Abstract

This open-label prospective study compared the antiplatelet potency of sarpogrelate, aspirin, and beraprost in 20 healthy volunteers according to in-vitro closure time. Volunteers were assigned to receive sarpogrelate, aspirin, or beraprost for 14 days, then given 14 days of washout, then switched to another of these medications. We measured in-vitro closure time using a platelet function analyzer with collagen/epinephrine (CEPI). We also measured bleeding time, von Willebrand factor (vWF), D-dimer, high sensitivity C-reactive protein (hs-CRP), and fibrinogen. Baseline parameters were normal in all individuals and were not significantly different among the three groups.

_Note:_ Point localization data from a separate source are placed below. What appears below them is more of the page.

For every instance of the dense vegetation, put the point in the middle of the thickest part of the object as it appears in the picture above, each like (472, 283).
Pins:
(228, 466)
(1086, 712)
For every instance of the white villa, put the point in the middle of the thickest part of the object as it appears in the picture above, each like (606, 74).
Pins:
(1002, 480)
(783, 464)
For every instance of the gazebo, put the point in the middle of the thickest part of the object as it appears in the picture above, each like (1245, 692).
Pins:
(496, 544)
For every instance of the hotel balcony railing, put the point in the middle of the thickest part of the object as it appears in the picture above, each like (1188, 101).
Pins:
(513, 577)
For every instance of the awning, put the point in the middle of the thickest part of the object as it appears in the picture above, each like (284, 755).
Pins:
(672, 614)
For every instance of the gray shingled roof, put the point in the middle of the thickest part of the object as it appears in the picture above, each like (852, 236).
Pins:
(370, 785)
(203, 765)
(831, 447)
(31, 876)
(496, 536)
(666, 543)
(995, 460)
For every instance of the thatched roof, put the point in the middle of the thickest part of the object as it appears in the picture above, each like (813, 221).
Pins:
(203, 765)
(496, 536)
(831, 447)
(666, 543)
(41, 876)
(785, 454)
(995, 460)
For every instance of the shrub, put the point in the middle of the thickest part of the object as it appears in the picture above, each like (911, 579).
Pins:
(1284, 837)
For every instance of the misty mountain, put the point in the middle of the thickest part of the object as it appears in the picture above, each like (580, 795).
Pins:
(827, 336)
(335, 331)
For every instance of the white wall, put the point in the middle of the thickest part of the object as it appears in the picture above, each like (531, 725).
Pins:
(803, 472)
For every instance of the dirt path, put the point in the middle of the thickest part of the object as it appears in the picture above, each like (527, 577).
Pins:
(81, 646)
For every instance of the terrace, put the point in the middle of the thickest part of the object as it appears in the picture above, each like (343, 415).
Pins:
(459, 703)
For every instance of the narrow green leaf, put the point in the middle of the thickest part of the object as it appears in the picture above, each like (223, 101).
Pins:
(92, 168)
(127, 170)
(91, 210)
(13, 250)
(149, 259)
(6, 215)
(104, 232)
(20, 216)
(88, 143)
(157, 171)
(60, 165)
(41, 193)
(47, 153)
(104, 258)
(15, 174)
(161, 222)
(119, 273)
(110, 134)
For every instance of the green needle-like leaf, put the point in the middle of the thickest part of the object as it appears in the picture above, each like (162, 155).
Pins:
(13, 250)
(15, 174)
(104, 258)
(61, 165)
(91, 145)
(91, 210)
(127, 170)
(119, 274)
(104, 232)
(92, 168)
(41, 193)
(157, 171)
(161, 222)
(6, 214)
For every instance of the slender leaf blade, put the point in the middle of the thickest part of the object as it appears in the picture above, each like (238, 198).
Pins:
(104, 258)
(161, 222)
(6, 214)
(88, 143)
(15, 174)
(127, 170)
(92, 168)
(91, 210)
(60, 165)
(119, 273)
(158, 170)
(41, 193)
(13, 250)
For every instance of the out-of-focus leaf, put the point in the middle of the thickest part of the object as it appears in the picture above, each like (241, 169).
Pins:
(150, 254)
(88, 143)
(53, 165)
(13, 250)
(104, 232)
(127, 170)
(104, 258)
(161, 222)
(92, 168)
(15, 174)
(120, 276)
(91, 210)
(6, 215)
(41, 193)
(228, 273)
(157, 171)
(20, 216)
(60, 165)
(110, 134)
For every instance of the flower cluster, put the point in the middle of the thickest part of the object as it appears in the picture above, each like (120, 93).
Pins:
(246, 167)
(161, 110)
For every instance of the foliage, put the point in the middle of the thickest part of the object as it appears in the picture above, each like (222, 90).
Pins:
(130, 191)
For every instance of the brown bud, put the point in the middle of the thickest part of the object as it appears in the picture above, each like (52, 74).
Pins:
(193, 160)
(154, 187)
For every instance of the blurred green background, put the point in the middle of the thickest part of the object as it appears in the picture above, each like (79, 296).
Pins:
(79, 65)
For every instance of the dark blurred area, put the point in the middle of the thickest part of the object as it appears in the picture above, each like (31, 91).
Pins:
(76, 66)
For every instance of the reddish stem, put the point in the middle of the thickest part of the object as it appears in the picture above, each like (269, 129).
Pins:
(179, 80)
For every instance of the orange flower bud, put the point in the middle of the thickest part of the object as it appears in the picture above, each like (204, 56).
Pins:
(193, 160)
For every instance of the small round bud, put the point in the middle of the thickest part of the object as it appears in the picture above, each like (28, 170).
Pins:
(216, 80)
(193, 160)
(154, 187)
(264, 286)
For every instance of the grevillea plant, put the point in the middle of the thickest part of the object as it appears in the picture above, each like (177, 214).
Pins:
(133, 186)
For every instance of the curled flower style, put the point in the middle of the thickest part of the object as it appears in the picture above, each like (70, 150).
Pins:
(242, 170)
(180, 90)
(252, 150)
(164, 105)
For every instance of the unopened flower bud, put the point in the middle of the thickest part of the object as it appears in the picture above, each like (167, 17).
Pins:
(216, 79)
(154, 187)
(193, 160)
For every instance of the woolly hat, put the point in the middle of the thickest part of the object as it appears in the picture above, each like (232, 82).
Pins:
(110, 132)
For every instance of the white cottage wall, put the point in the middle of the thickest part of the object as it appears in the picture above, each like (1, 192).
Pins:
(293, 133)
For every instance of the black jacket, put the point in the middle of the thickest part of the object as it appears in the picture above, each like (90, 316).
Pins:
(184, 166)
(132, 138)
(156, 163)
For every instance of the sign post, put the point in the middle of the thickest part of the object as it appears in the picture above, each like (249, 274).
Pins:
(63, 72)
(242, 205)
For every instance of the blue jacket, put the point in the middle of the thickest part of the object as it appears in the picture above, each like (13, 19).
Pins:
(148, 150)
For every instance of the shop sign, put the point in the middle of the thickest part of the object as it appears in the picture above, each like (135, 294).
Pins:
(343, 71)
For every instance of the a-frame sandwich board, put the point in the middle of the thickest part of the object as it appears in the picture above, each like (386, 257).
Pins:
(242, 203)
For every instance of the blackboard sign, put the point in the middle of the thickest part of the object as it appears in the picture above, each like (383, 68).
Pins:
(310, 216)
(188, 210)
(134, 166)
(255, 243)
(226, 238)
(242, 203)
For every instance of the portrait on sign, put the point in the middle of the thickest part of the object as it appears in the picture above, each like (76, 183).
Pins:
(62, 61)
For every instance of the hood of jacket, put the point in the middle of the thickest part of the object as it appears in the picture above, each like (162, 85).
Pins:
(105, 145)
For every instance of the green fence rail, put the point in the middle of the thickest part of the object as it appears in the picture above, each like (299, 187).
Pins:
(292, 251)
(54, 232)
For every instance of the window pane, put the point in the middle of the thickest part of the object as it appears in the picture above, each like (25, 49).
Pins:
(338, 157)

In patients who received sarpogrelate, there was no difference in CEPI-closure time at baseline and after 14 days. Aspirin and beraprost significantly prolonged the day 14 CEPI-closure time compared with baseline, from 145 +/- 37 to 259 +/- 41 s (P < 0.0001) and from 134 +/- 37 to 150 +/- 27 s (P = 0.035), respectively. The CEPI-closure time change was greater for aspirin than for beraprost (178 +/- 28 vs. 112 +/- 20%, P < 0.0001). None of the drugs changed the bleeding times of levels of vWF, D-dimer, hs-CRP, and fibrinogen. In conclusion, ingestion of aspirin (100 mg daily) and beraprost (120 microg daily) for 14 days significantly prolonged in-vitro closure time but ingestion of saprogrelate (300 mg daily) for 14 days did not. Aspirin was superior to beraprost in antiplatelet potency, as assessed by in-vitro closure time with CEPI.